Julien Moinil ha dichiarato che dall’inizio dell’anno a Bruxelles ci sono stati 69 episodi di sparatorie e 170 in totale nel Paese da gennaio 2025
Il procuratore capo di Bruxelles ha invocato venerdì una repressione più dura contro le bande del traffico di droga, dopo una serie di sparatorie che hanno scosso la capitale belga.
La città, che ospita la sede dell'Unione europea, ha registrato negli ultimi giorni un impressionante aumento degli episodi di violenza armata.
Assalitori mascherati hanno fatto fuoco con armi automatiche in una serie di episodi, ferendo diverse persone e prendendo di mira anche un commissariato di polizia.
"Chiunque potrebbe essere colpito", ha dichiarato ai giornalisti il procuratore Julien Moinil.
Moinil ha riferito che dall'inizio dell'anno a Bruxelles si sono verificati 69 episodi di sparatorie e 170 in totale dall'inizio del 2025.
Moinil ha spiegato che la maggior parte della violenza sembra legata a una guerra per il controllo del territorio tra due bande rivali di narcotrafficanti.
"È evidente che sono in conflitto tra loro e per questo assistiamo a un ciclo di ritorsioni", ha aggiunto.
Il procuratore ha affermato che i capi delle bande, molti dei quali si trovano all'estero, devono essere arrestati e che le autorità devono fare di più per impedire a chi è già in carcere di orchestrare nuove violenze.
Moinil ha chiesto più risorse per le unità investigative della polizia, nel tentativo di arginare le bande che sempre più spesso reclutano giovani dalla Francia e migranti senza documenti come manovalanza.

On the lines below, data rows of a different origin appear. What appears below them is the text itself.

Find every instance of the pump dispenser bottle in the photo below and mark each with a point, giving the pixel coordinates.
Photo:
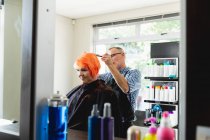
(94, 124)
(165, 131)
(107, 126)
(151, 135)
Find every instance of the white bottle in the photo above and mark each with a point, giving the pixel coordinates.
(151, 92)
(166, 69)
(157, 93)
(147, 93)
(166, 91)
(171, 93)
(162, 93)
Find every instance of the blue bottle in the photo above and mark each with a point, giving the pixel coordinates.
(58, 117)
(94, 124)
(107, 127)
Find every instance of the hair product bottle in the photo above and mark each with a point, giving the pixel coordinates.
(151, 135)
(94, 124)
(165, 131)
(58, 114)
(107, 127)
(134, 133)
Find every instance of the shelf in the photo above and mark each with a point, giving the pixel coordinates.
(162, 102)
(163, 78)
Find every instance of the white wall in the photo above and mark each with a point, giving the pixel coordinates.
(63, 54)
(12, 59)
(83, 35)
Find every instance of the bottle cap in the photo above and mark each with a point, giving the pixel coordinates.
(95, 111)
(152, 128)
(107, 110)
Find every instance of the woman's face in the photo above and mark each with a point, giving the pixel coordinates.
(84, 75)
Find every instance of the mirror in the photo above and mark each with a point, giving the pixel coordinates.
(10, 59)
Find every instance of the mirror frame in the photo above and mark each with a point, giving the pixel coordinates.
(28, 73)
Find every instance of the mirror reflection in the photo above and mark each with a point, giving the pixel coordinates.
(10, 59)
(135, 30)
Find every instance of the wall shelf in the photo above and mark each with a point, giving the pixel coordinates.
(161, 102)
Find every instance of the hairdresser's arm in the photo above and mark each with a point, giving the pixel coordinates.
(119, 78)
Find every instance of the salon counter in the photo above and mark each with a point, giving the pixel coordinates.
(81, 135)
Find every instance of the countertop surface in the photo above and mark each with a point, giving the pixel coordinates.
(81, 135)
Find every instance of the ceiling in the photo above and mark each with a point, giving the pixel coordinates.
(75, 9)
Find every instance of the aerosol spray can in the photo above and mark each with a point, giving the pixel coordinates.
(58, 116)
(134, 133)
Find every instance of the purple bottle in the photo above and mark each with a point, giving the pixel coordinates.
(165, 131)
(107, 125)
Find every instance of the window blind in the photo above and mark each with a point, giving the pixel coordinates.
(138, 20)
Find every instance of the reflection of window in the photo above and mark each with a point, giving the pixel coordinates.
(1, 58)
(116, 32)
(135, 38)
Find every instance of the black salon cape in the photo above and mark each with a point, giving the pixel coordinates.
(94, 93)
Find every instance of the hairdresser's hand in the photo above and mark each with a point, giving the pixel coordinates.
(106, 58)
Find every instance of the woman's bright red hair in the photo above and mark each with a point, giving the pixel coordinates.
(89, 61)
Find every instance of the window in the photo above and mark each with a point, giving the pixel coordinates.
(135, 37)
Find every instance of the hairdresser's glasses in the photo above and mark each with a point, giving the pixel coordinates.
(112, 55)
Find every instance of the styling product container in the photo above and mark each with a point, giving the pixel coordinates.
(94, 124)
(107, 126)
(58, 117)
(134, 133)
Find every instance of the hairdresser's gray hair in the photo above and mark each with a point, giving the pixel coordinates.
(118, 48)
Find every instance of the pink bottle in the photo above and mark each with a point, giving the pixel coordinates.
(165, 131)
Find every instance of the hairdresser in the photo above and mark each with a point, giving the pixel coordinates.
(91, 91)
(124, 81)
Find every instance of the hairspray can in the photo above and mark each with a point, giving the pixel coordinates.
(94, 124)
(107, 126)
(134, 133)
(58, 116)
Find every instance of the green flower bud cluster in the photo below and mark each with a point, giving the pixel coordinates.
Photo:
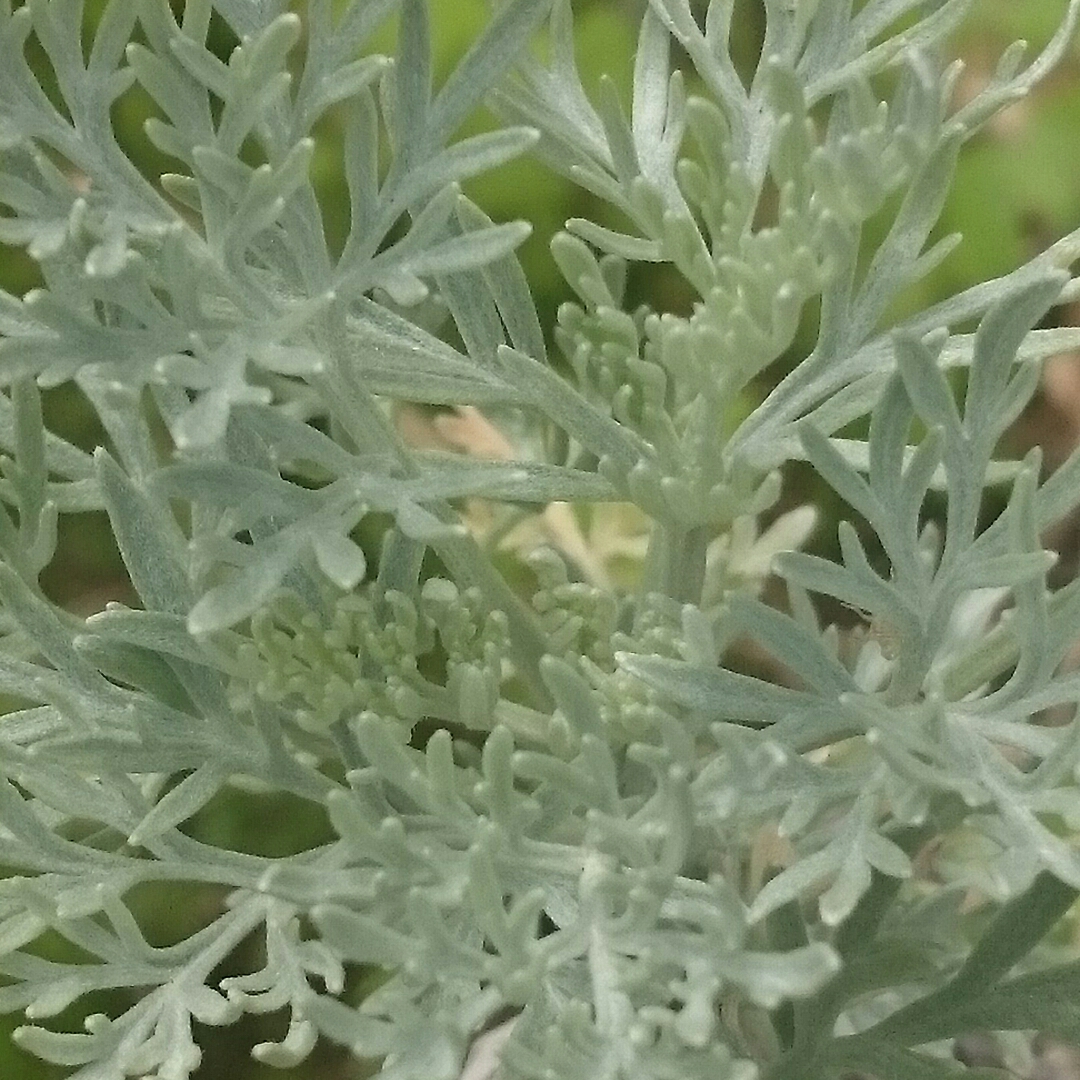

Le autorità di Bruxelles hanno annunciato questa settimana il dispiegamento di 40 agenti di polizia in più e di ulteriori telecamere mobili dopo le recenti sparatorie.
Il Belgio è uno dei principali punti di ingresso della droga di contrabbando in Europa, con il grande porto di Anversa che funge da snodo chiave per le organizzazioni criminali.
Negli ultimi anni si è registrato un aumento della violenza armata legata ai conflitti tra bande.
Le autorità belghe sono molto attive nel tentativo di colpire i proventi delle bande.
Moinil ha riferito che circa 350 bar e ristoranti a Bruxelles sono stati chiusi per legami con il traffico di droga dal 2025 e che sono stati sequestrati 3.500 veicoli di lusso.